Maja's doctoral thesis, "Branding Post-Conflict Cities and Nations" developed an understanding of how the process of branding may be used to help recreate an image of a post-conflict city or nation. It evaluated the potential, context and rationale of models designed to aid the branding process in environments defined by war residue. Maja took an interdisciplinary approach to identify the relations between the effect of national image and nationalism to brands, power, the built environment and the image as a destination. The thesis drew on topics, experience and questions from four different fields: conflict, tourism, marketing and architecture.

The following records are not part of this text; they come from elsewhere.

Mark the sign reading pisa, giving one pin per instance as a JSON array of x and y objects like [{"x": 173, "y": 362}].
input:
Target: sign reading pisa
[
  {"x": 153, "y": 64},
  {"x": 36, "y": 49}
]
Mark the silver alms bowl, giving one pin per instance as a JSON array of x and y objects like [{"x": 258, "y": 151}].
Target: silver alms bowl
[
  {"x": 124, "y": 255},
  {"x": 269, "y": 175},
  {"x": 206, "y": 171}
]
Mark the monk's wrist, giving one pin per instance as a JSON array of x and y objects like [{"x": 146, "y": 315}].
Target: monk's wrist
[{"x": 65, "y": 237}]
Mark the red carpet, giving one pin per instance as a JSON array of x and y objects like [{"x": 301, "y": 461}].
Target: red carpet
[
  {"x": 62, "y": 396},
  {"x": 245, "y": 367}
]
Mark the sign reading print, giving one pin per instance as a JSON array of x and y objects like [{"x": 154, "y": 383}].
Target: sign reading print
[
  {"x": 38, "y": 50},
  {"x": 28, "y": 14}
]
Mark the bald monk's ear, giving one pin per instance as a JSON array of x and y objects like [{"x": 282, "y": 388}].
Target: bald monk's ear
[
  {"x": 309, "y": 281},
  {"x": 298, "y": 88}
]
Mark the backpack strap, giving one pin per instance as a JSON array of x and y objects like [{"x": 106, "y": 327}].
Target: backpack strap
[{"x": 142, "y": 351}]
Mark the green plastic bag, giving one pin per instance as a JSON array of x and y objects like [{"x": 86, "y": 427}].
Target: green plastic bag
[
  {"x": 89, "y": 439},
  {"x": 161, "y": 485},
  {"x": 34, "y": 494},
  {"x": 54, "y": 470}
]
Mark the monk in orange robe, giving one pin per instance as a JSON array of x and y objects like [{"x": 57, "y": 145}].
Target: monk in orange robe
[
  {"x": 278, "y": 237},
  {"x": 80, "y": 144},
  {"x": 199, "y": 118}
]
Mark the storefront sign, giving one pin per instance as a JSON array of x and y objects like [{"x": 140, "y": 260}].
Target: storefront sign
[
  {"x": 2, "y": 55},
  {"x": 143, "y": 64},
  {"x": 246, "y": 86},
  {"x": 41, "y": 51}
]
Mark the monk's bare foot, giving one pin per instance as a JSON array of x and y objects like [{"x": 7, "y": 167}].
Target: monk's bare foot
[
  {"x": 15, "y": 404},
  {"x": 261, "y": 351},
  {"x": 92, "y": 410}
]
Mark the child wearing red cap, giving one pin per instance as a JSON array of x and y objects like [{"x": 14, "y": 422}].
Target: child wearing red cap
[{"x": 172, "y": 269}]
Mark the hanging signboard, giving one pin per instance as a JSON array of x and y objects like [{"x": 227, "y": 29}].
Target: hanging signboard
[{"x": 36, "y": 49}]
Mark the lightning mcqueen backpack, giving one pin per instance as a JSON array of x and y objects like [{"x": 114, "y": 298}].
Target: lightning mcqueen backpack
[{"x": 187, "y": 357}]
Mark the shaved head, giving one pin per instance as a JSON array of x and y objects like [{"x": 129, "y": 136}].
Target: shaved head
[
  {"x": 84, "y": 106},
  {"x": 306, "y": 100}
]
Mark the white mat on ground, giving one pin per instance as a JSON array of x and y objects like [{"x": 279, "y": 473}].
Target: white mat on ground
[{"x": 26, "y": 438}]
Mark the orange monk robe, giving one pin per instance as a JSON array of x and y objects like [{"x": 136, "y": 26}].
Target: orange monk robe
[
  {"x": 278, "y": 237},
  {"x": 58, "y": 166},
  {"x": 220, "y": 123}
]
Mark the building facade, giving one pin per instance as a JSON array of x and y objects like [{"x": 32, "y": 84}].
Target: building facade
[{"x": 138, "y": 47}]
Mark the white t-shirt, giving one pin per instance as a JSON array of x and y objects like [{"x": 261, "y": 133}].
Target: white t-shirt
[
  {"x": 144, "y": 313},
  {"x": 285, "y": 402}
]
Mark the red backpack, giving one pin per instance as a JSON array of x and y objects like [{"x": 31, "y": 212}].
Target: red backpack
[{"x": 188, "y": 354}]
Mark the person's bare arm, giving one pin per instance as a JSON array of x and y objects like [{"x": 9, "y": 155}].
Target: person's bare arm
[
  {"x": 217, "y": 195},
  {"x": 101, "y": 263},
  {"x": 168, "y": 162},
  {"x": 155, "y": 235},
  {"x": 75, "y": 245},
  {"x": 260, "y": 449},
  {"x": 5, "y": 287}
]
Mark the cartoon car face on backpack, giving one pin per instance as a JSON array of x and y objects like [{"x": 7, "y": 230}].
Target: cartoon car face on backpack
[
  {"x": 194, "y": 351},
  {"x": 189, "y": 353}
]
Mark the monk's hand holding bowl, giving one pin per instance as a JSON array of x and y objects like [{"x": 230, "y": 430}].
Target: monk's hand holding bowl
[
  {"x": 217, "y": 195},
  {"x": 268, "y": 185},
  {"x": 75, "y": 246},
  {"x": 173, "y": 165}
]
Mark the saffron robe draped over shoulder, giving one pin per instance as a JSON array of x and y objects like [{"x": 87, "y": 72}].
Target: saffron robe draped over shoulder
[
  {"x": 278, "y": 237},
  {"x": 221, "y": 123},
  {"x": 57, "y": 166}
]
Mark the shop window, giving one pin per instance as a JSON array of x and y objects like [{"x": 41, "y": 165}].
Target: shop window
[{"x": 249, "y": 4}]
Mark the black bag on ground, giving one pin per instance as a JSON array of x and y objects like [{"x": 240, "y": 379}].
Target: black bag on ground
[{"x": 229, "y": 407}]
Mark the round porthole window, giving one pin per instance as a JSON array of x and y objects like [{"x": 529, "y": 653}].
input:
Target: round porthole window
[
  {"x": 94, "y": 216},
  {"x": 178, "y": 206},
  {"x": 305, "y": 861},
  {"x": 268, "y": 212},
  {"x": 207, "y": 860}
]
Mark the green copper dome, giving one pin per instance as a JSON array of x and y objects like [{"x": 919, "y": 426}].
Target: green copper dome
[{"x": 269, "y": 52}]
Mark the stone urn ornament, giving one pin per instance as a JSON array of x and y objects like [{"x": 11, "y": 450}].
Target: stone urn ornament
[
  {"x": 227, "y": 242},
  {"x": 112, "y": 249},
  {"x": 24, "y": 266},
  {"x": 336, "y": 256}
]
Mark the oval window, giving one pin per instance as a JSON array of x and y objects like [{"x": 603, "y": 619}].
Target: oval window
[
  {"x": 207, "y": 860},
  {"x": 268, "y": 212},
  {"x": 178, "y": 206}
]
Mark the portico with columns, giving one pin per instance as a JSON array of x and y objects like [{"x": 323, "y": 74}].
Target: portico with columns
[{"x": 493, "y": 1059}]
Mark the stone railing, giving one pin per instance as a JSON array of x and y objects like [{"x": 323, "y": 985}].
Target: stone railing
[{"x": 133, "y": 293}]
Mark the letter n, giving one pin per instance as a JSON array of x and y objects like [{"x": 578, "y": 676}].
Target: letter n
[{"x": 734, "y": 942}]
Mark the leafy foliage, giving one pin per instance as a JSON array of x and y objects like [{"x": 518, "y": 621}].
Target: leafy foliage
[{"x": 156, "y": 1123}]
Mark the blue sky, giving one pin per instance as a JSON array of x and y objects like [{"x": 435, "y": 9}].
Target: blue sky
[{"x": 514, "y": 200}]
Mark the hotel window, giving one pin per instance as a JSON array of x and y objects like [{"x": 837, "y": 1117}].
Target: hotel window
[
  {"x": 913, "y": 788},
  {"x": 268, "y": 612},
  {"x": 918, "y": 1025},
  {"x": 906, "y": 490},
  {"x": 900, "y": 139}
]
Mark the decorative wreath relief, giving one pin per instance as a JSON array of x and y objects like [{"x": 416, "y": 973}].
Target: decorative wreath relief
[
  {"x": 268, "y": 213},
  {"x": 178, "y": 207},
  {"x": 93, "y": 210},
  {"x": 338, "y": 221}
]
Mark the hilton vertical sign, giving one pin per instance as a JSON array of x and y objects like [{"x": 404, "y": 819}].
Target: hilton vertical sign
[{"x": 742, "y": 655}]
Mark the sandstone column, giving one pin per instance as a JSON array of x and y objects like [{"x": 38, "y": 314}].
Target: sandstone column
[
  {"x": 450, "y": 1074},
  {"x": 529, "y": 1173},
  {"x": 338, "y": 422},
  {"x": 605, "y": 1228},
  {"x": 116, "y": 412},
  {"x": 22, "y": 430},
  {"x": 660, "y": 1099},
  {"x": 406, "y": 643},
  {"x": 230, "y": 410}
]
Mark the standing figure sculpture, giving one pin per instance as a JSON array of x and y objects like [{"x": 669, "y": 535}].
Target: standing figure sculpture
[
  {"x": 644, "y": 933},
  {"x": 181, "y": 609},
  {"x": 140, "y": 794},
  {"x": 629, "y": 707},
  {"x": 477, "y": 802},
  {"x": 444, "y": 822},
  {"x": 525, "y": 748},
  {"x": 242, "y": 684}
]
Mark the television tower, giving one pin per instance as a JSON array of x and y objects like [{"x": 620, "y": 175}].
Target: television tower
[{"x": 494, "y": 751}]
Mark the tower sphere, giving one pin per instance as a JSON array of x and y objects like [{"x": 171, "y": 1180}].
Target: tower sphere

Maja also worked as a research associate on several projects: ProBE's (Centre for the Study of the Production of the Built Environment) Leverhulme Trust funded project, ‘Constructing Post-War Britain’; ‘Developing Tourism Industry and Host Community Resilience Through Crisis and Disaster Management Planning’ as a collaboration between University of Westminster and Pancasila University, Indonesia; conducted research and produced content for the leading place branding and placemaking online platforms; and acted as a consultant in developing both tourism and architecture syllabus internationally.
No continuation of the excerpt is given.